Fish diversity and habitat

 

May 12, 2023



All fish have value whether or not anglers typically pursue them. Native fish species benefit their ecosystems and the DNR is bringing more attention toward, and focus on, responsibly managing native fish species.

Although not every kind of fish lives everywhere, 162 species of fish can be found in Minnesota waters. Walleye are the most sought-after fish in Minnesota, followed by crappie, then sunfish, northern pike and bass, and all these are native to Minnesota. But there is a whole array of other fish that anglers try to catch, or sometimes catch accidentally. Lesser known, native fish include species such as gar, redhorse, suckers, bowfin, buffalos, carpsuckers, drum (sheepshead), sturgeon and paddlefish.

Culvert improvements, dam removals and habitat restorations have major benefits for fish populations across watersheds and major rivers like the Minnesota, Mississippi, Red, St. Croix and St. Louis. Since 2015, the DNR and its partners have restored fish passage at 26 dams, replaced 33 culverts and completed 19 habitat restorations.

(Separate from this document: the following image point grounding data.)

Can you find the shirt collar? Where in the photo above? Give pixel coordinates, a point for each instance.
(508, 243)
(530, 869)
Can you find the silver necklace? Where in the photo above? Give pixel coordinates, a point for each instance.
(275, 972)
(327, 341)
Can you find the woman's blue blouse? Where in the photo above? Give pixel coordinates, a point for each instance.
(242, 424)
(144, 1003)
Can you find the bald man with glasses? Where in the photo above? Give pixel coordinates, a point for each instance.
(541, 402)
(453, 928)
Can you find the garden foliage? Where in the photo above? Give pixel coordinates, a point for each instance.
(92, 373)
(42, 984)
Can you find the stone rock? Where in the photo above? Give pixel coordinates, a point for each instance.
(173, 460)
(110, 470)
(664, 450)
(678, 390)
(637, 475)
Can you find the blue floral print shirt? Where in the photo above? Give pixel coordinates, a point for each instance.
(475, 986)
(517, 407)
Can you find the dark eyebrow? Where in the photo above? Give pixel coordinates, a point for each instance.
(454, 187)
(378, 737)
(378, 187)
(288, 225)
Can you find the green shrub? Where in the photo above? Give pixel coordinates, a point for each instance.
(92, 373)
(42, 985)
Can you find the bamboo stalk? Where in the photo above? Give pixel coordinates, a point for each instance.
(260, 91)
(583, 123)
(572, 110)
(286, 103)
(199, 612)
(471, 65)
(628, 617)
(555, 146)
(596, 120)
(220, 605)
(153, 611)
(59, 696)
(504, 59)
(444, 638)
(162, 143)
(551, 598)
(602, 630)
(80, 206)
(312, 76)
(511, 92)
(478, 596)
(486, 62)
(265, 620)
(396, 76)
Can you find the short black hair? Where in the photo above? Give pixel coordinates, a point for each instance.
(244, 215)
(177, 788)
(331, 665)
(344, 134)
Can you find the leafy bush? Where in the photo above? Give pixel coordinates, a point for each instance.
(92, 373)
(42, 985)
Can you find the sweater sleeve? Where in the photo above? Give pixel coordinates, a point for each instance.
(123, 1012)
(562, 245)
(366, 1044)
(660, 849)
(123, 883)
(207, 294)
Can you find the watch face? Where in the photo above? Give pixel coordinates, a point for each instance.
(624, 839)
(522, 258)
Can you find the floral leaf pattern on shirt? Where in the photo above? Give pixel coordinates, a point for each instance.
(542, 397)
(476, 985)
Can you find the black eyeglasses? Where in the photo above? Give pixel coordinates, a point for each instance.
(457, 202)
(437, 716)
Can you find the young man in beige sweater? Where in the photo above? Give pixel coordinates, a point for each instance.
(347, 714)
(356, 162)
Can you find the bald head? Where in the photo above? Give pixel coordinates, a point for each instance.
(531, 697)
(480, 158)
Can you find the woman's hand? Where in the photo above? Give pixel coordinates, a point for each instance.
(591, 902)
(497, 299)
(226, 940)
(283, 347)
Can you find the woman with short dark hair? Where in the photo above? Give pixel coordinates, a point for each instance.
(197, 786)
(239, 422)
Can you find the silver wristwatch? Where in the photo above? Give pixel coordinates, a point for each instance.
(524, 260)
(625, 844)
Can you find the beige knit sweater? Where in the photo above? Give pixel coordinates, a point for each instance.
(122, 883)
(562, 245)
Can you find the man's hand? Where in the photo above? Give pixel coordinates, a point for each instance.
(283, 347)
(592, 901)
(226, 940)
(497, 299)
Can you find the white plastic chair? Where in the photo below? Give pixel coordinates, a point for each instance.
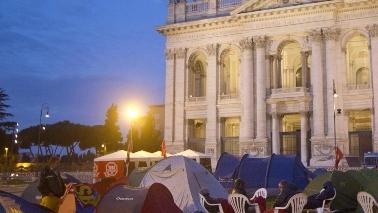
(326, 207)
(260, 193)
(238, 202)
(203, 201)
(367, 202)
(297, 203)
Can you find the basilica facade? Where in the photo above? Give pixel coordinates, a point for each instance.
(291, 77)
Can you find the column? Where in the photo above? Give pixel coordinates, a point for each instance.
(211, 97)
(179, 98)
(304, 129)
(373, 34)
(276, 144)
(330, 35)
(169, 96)
(246, 91)
(304, 57)
(260, 89)
(274, 71)
(317, 85)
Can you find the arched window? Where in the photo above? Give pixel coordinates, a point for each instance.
(357, 59)
(291, 72)
(197, 76)
(229, 73)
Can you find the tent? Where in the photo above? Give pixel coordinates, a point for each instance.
(113, 164)
(159, 200)
(12, 203)
(267, 171)
(226, 166)
(184, 178)
(201, 158)
(122, 199)
(347, 185)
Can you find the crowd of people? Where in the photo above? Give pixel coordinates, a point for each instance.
(286, 191)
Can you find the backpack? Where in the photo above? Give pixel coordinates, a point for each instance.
(52, 182)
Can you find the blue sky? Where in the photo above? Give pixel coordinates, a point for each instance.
(80, 56)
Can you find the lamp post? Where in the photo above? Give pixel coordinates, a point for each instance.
(335, 95)
(44, 108)
(132, 114)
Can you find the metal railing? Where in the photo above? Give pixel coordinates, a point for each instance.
(229, 3)
(197, 144)
(230, 145)
(357, 86)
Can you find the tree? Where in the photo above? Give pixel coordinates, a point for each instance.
(3, 106)
(112, 135)
(145, 136)
(5, 127)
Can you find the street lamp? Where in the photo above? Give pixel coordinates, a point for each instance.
(132, 114)
(44, 109)
(335, 95)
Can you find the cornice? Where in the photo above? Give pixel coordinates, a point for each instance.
(263, 15)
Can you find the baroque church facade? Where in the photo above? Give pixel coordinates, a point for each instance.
(292, 77)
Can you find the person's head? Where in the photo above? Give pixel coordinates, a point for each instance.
(204, 192)
(239, 183)
(53, 162)
(282, 185)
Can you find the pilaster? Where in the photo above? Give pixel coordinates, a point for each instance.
(260, 43)
(169, 95)
(331, 36)
(246, 92)
(211, 97)
(179, 122)
(373, 34)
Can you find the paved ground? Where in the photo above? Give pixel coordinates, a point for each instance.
(14, 189)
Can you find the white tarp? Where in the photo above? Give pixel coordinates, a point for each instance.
(184, 178)
(193, 155)
(118, 155)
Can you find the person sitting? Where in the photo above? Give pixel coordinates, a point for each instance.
(239, 187)
(224, 203)
(51, 185)
(316, 200)
(287, 190)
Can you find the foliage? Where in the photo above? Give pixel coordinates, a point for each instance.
(3, 106)
(145, 136)
(111, 132)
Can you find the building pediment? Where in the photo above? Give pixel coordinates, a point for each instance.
(257, 5)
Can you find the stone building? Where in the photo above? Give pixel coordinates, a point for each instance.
(271, 76)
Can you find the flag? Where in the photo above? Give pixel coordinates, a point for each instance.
(339, 156)
(163, 149)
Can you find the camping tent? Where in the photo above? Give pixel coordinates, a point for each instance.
(184, 178)
(347, 185)
(113, 164)
(268, 171)
(226, 166)
(201, 158)
(122, 199)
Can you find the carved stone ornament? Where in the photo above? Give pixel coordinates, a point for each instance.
(260, 41)
(373, 30)
(331, 33)
(316, 35)
(180, 53)
(246, 44)
(169, 54)
(211, 49)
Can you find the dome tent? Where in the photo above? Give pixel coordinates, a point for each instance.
(184, 178)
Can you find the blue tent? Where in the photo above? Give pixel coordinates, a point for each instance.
(267, 172)
(226, 166)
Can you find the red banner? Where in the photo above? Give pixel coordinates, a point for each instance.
(105, 169)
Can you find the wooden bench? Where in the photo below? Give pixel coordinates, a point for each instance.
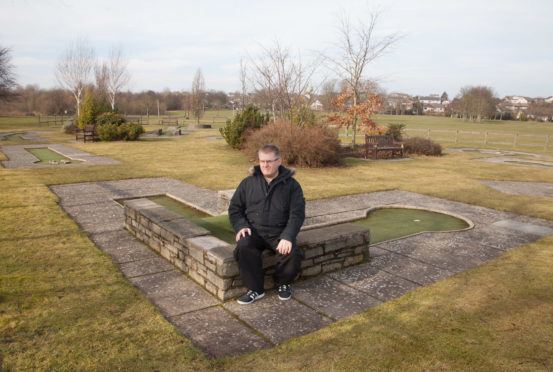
(169, 121)
(374, 144)
(87, 133)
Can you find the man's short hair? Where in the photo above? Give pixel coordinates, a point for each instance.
(270, 148)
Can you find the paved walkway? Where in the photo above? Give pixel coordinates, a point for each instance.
(19, 157)
(226, 328)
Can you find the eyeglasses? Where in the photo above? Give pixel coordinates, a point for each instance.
(268, 161)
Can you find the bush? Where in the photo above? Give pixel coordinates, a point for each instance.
(111, 117)
(69, 128)
(91, 107)
(396, 130)
(125, 132)
(248, 120)
(422, 146)
(303, 147)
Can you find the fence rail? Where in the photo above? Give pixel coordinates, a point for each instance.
(54, 120)
(486, 137)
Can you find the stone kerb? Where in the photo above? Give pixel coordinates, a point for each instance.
(210, 262)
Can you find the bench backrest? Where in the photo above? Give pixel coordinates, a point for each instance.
(379, 140)
(89, 128)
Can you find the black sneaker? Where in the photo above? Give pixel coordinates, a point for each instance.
(284, 292)
(249, 297)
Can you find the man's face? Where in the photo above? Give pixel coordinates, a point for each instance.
(269, 163)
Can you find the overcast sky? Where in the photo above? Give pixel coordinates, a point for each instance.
(445, 44)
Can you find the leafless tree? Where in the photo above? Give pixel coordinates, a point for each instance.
(357, 47)
(243, 84)
(197, 95)
(285, 80)
(74, 69)
(117, 74)
(7, 79)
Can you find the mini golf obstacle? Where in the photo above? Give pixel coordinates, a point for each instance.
(203, 246)
(21, 156)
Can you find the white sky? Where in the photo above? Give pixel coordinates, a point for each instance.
(446, 44)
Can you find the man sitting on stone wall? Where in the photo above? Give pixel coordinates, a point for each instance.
(267, 211)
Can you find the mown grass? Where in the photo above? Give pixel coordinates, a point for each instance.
(64, 305)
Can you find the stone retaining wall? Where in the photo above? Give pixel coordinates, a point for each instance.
(209, 260)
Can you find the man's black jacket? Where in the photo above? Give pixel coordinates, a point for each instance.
(274, 211)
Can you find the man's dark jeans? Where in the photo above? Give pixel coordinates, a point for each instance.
(248, 254)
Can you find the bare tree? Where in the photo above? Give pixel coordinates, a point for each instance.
(285, 81)
(117, 73)
(197, 95)
(357, 47)
(74, 69)
(7, 79)
(244, 84)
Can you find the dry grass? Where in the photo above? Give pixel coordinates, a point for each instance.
(64, 304)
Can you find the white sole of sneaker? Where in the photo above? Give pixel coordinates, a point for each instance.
(252, 301)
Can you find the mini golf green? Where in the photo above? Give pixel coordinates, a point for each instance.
(219, 226)
(14, 138)
(392, 223)
(527, 163)
(47, 156)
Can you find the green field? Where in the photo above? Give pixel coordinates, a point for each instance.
(64, 305)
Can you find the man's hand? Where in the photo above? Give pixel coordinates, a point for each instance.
(284, 246)
(243, 232)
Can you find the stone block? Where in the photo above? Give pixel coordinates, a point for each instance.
(334, 245)
(220, 255)
(197, 254)
(311, 271)
(353, 260)
(184, 228)
(331, 267)
(180, 264)
(313, 252)
(159, 214)
(196, 277)
(218, 281)
(205, 243)
(306, 263)
(231, 293)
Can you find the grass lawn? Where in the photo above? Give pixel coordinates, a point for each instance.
(64, 305)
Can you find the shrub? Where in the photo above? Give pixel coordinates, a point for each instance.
(396, 130)
(69, 128)
(108, 132)
(111, 117)
(125, 132)
(247, 120)
(422, 146)
(303, 147)
(91, 107)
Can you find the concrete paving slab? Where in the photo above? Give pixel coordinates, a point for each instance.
(218, 333)
(278, 320)
(173, 293)
(410, 269)
(332, 298)
(525, 227)
(521, 188)
(376, 283)
(145, 267)
(448, 251)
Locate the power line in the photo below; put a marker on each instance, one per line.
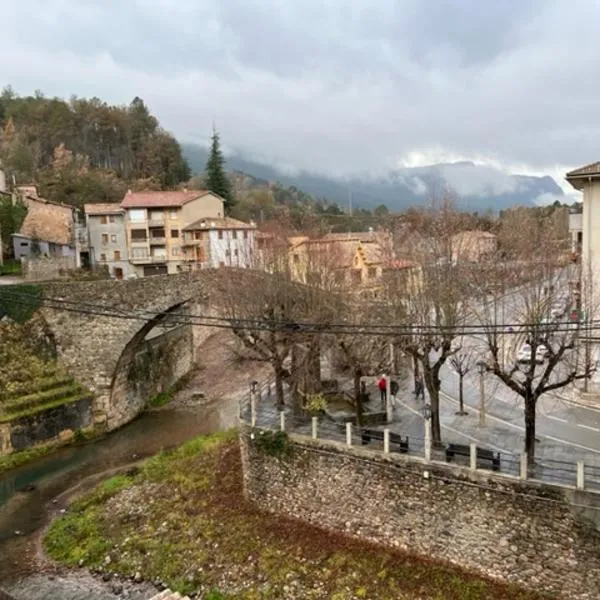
(233, 322)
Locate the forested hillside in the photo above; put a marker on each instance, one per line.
(85, 150)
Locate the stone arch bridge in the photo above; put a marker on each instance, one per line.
(116, 357)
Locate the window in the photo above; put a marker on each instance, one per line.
(138, 235)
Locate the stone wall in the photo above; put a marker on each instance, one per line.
(147, 369)
(47, 268)
(529, 534)
(53, 424)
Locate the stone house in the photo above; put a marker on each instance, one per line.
(154, 223)
(107, 238)
(48, 230)
(219, 242)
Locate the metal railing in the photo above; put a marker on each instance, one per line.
(258, 409)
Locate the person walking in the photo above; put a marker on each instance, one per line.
(419, 387)
(382, 386)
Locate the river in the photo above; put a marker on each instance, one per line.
(52, 477)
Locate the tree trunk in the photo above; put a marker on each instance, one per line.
(358, 397)
(461, 405)
(530, 403)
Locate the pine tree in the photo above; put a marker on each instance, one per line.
(215, 176)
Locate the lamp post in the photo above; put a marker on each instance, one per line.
(253, 386)
(481, 369)
(426, 411)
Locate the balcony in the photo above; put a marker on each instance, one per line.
(147, 260)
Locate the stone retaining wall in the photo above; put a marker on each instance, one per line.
(52, 424)
(534, 535)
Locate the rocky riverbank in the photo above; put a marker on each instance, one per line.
(181, 520)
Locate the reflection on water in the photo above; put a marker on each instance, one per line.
(25, 511)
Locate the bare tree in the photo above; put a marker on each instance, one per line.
(462, 363)
(430, 296)
(538, 350)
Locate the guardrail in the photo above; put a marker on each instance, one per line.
(258, 410)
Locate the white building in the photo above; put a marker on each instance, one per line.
(214, 243)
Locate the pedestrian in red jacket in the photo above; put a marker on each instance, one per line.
(382, 385)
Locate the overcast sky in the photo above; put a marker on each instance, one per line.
(333, 86)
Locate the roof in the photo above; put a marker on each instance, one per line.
(48, 221)
(591, 169)
(225, 223)
(162, 199)
(111, 208)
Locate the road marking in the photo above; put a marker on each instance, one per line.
(416, 412)
(548, 437)
(554, 418)
(588, 427)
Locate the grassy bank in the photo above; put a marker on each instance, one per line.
(182, 519)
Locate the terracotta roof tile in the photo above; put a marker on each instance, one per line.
(591, 169)
(48, 221)
(161, 199)
(225, 223)
(103, 209)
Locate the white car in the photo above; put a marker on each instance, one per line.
(524, 354)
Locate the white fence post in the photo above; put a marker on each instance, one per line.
(427, 440)
(580, 475)
(523, 471)
(253, 408)
(386, 441)
(473, 456)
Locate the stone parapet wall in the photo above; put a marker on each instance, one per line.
(542, 537)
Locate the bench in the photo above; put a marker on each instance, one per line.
(397, 444)
(483, 454)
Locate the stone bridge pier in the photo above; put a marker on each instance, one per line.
(113, 355)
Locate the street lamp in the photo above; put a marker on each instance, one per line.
(481, 369)
(427, 413)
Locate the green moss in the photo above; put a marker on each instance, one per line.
(20, 301)
(17, 459)
(184, 520)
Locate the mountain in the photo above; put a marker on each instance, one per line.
(477, 187)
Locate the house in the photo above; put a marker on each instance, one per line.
(47, 230)
(154, 222)
(473, 246)
(219, 242)
(107, 238)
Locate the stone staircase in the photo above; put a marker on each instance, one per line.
(169, 595)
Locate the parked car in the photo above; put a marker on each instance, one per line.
(524, 354)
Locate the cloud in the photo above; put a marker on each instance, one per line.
(338, 87)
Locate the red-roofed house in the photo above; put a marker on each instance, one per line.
(154, 223)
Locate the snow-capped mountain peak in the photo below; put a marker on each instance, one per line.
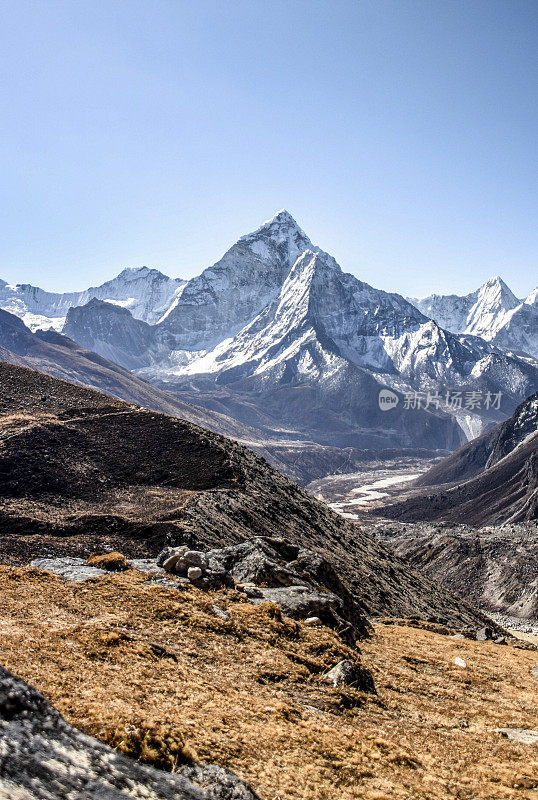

Protecting and restoring fish habitat supports the millions of naturally reproduced fish caught by anglers each year. For example, roughly 85 percent of the walleye caught and kept by anglers are the product of natural reproduction, from lakes where walleye grow naturally.

Improving opportunities for fish habitat connectively also makes the fishing better, as fish are allowed to move into additional habitats. Some migratory native fish like paddlefish, blue sucker and black buffalo are threatened or of special concern and directly benefit from increased habitat connectivity.

The aquatic resources, including fish, in our lakes, rivers, and streams reflect both natural and human influences. Important influences include those directly affecting the waterbody in question and those present further away within the watershed (i.e., the land and water that flow to that waterbody). Better water quality and diverse, intact plant communities support a greater diversity of fish, birds, frogs and other aquatic animals.